He Knows alot about the older equipment and there is some truth in what he says. You probably heard his speial about the heavy weighted diners, that don't rock as much as the amcans. From the amount of time I have rode the train i find the rocking in the amcans to be generally the same. Did he tell you how he only rides in the diners most of the time.


----------



## Bill Haithcoat (Mar 21, 2004)

battalion51 said:


> Don't even remind me about the Canadian.   :blink:





> Battallion, sounds like "The Mayor" has a worse case of living in the past than I have ever had.
> 
> As much as I am looking forward to my Canadian trip,(after all, I do have a frame of refererence to it) I know it will not be perfect.
> 
> ...


----------



## engine999 (Mar 21, 2004)

Bill Haithcoat said:


> battalion51 said:
> 
> 
> > Don't even remind me about the Canadian.   :blink:
> ...


For the qualities you loose you gain a them back in other forms. Atleast today there is a standard of service that can be experienced on everytrain(except the very few that don't meet that) instead of one or two.


----------



## Foodman53 (Mar 21, 2004)

Unfortunatly, the problem with "employee theft" is the way of the world, but, not a new problem........A true story follows....On my 2nd run to NYP as a coach attendant(December, 1975)...I had received my first pay check as I left JAX going north. I put the check in a "hidden" pocket in my grip, and tossed my grip in the overhead bin above my 2 "conductor protection" seats, out of sight and out of mind! The next morning, after leaving Penn Station on the way to Sunnyside, I'd found out that you could get your pay checks cashed at Sunnyside. When I was helping passengers unload at Penn Station, I physically saw my grip, right where I'd placed it the previous afternoon. After going thru the tunnel to Sunnyside, the next time that I went to look for my grip, it was gone!!. Since no one had been in that car other than myself and some "car cleaning" ladies.....I'd figured that an employee had ripped me off, so I started "raising hell"!! ..saying that I was "leaving service" right there, and taking a taxi to LaGuardia, and flying home!! I actually told the general supervisor at SSY to get my OBS boss in Jacksonville on the phone to tell him that......Anyway, long story short...when I got back to the train, the grip had , like magic, returned, but the check was gone!! In the meantime, someone in JAX had gotten to someone at Sunnyside, and they gave me, in cash, the exact amount of my missing check! So, it was obvious that the company knew they had thieves on the premises!

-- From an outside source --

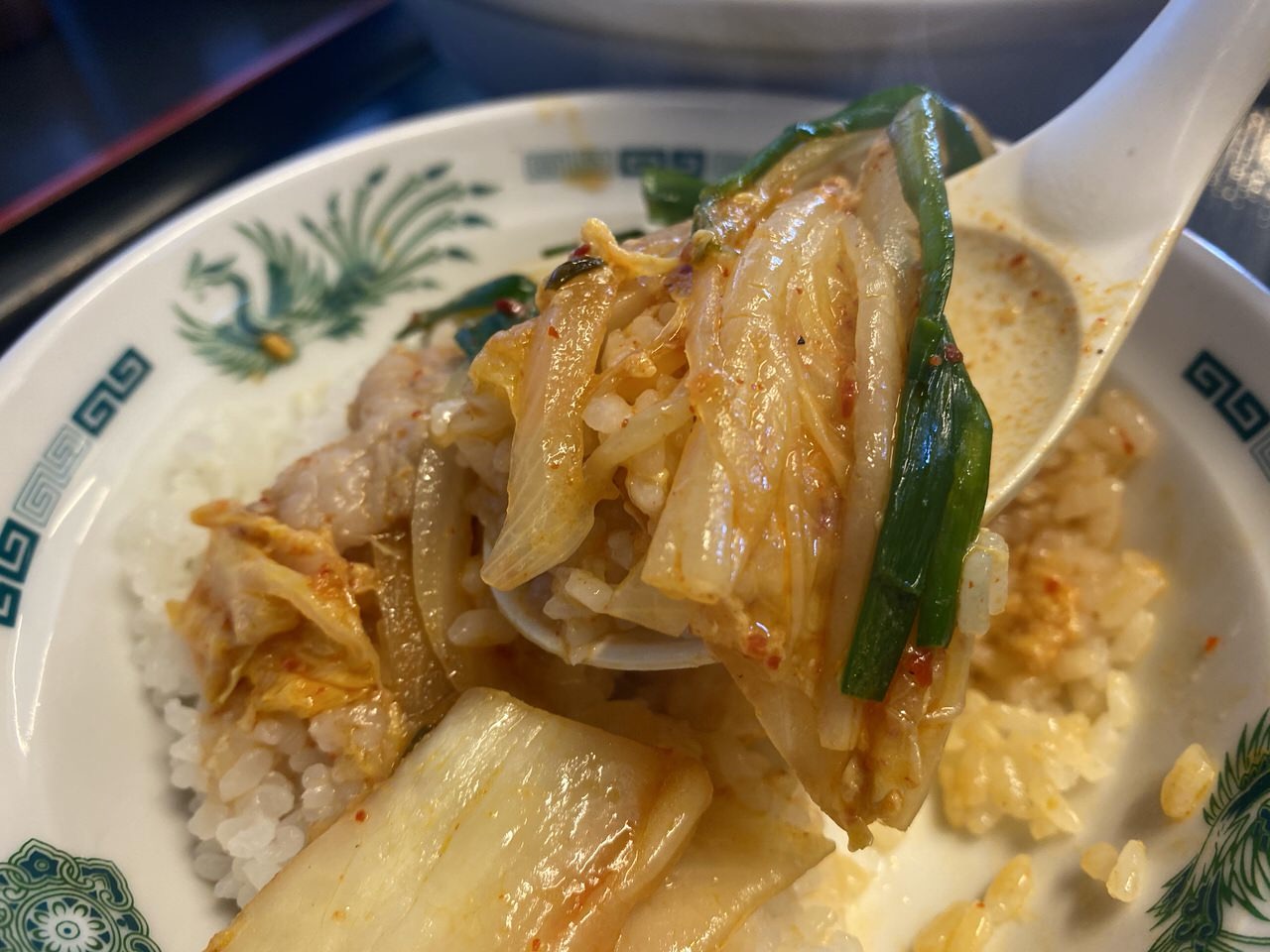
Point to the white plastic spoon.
(1061, 238)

So, as a former employee, I can understand theft being a problem. But, when a paying passenger sees that type of equipment in place, and after putting his hard earned dough down for the "privilige" of riding the train., they don't understand...They ask the obvious, unanswerable question ...."Why the hell doesn't this stuff work??"

It seems that as employees(past, present, and future), and as railfans, we're too prone to make excuses for Amtrak's woes, rather than holding them accountable!!

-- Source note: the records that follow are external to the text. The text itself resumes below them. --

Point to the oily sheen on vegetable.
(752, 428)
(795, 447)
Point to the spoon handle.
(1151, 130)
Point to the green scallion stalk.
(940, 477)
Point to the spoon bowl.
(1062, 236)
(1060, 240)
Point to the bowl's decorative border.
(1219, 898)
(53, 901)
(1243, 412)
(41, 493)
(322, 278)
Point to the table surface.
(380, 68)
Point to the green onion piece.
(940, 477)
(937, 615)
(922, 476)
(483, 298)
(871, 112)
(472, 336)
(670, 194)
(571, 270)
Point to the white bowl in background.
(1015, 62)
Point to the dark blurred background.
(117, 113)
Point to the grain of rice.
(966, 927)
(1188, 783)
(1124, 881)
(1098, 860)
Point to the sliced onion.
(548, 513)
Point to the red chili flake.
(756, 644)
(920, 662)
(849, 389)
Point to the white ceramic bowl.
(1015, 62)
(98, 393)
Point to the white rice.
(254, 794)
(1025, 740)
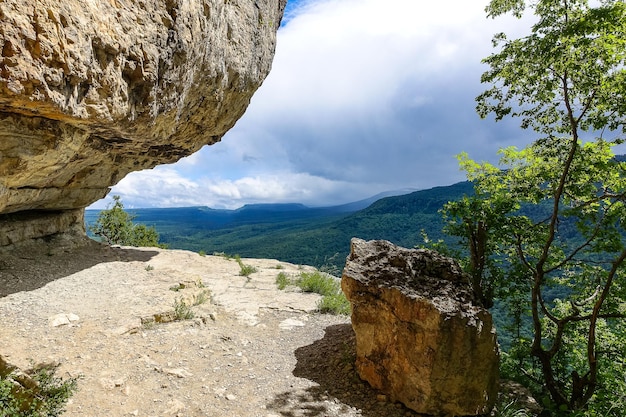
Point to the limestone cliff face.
(91, 90)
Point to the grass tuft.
(333, 300)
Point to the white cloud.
(364, 95)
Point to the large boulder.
(421, 338)
(92, 90)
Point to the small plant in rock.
(182, 310)
(46, 399)
(245, 270)
(318, 282)
(333, 301)
(283, 280)
(334, 304)
(201, 298)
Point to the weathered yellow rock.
(91, 90)
(420, 337)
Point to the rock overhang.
(91, 91)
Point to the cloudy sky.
(364, 96)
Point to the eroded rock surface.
(420, 336)
(92, 90)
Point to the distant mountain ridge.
(318, 236)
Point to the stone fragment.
(93, 90)
(421, 338)
(62, 319)
(290, 324)
(177, 372)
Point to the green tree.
(566, 81)
(115, 226)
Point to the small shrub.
(318, 282)
(245, 270)
(47, 399)
(283, 280)
(182, 310)
(334, 304)
(201, 298)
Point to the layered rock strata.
(93, 90)
(420, 336)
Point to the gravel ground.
(250, 350)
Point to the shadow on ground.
(329, 362)
(34, 265)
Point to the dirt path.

Down boy!!......Down off the "soapbox"

From the "Funnel"

Foodman53


----------



## battalion51 (Mar 21, 2004)

Bill, one thing I would siggest in your Viewliner Standard bedroom, whn you're looking for your quick nap is to recline both seats into the flat position (much like the attendant does when they make up the lower berth at night). Grab a pillow, set your alarm and take yourself a little nap! The procedure to recline the seats all the way is a fairly simple procedure, there is a little grey foot pedal at the base of each seat. While pressing on the pedal take one hand and push the seat down fully reclining the seat, repeat on the other side, and voila, instant sofa.


----------



## AlanB (Mar 21, 2004)

battalion51 said:


> Bill, one thing I would siggest in your Viewliner Standard bedroom, whn you're looking for your quick nap is to recline both seats into the flat position (much like the attendant does when they make up the lower berth at night). Grab a pillow, set your alarm and take yourself a little nap! The procedure to recline the seats all the way is a fairly simple procedure, there is a little grey foot pedal at the base of each seat. While pressing on the pedal take one hand and push the seat down fully reclining the seat, repeat on the other side, and voila, instant sofa.


Of course that won't help him on the Canadian, which is where he was most concerned about the lack of a couch.

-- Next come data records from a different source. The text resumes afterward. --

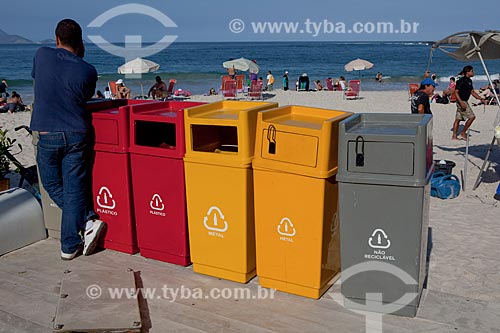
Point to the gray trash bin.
(385, 164)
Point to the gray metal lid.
(386, 149)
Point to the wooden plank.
(86, 305)
(15, 324)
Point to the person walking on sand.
(3, 89)
(64, 82)
(463, 90)
(420, 99)
(270, 81)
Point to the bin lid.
(390, 149)
(110, 119)
(157, 129)
(222, 133)
(298, 139)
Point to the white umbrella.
(138, 66)
(358, 65)
(242, 64)
(468, 46)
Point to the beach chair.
(353, 91)
(240, 86)
(412, 88)
(329, 84)
(229, 90)
(255, 90)
(113, 89)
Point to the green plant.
(6, 144)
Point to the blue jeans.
(65, 163)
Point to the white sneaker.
(92, 235)
(71, 256)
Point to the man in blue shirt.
(64, 82)
(463, 90)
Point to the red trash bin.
(111, 176)
(157, 148)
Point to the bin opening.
(215, 139)
(154, 134)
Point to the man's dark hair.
(69, 33)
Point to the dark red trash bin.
(157, 147)
(111, 175)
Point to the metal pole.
(497, 120)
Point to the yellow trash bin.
(296, 199)
(220, 140)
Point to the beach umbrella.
(468, 46)
(358, 65)
(138, 66)
(242, 64)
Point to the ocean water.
(197, 67)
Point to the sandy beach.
(373, 102)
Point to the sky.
(256, 20)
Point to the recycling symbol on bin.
(379, 240)
(156, 203)
(286, 228)
(105, 198)
(216, 219)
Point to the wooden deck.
(463, 292)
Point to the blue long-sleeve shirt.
(64, 82)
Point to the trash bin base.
(165, 257)
(223, 194)
(125, 248)
(296, 289)
(224, 273)
(404, 311)
(304, 258)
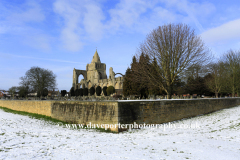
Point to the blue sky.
(60, 35)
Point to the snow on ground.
(215, 136)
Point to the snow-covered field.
(216, 136)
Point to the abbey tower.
(95, 75)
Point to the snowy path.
(217, 137)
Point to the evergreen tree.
(85, 91)
(92, 91)
(72, 92)
(105, 90)
(63, 93)
(110, 90)
(98, 90)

But you are correct, it's very easy to drop those seats. Even in the Superliner it's not hard and basically similar.


----------



## engine999 (Mar 21, 2004)

Dosen't the canadian have a parlour car on it for first class passengers only?


----------



## Foodman53 (Mar 21, 2004)

With a little "positive psychology", Amtrak could make an asset out of the "mayor" Since he is reasonably knowlegeable and quite friendly, for the price of a free "Florida Rail Pass", and a dining car meal or two per trip, Amtrak could make a "goodwill ambassador", or "traveling ombudsman" out of him. If he were channelled correctly, the passengers would enjoy him, and perhaps leave the train feeling good...rather than dwelling on any negative they encountered!!

What has Amtrak got to lose?? They've wasted far too much money over the years to accomplish much less!!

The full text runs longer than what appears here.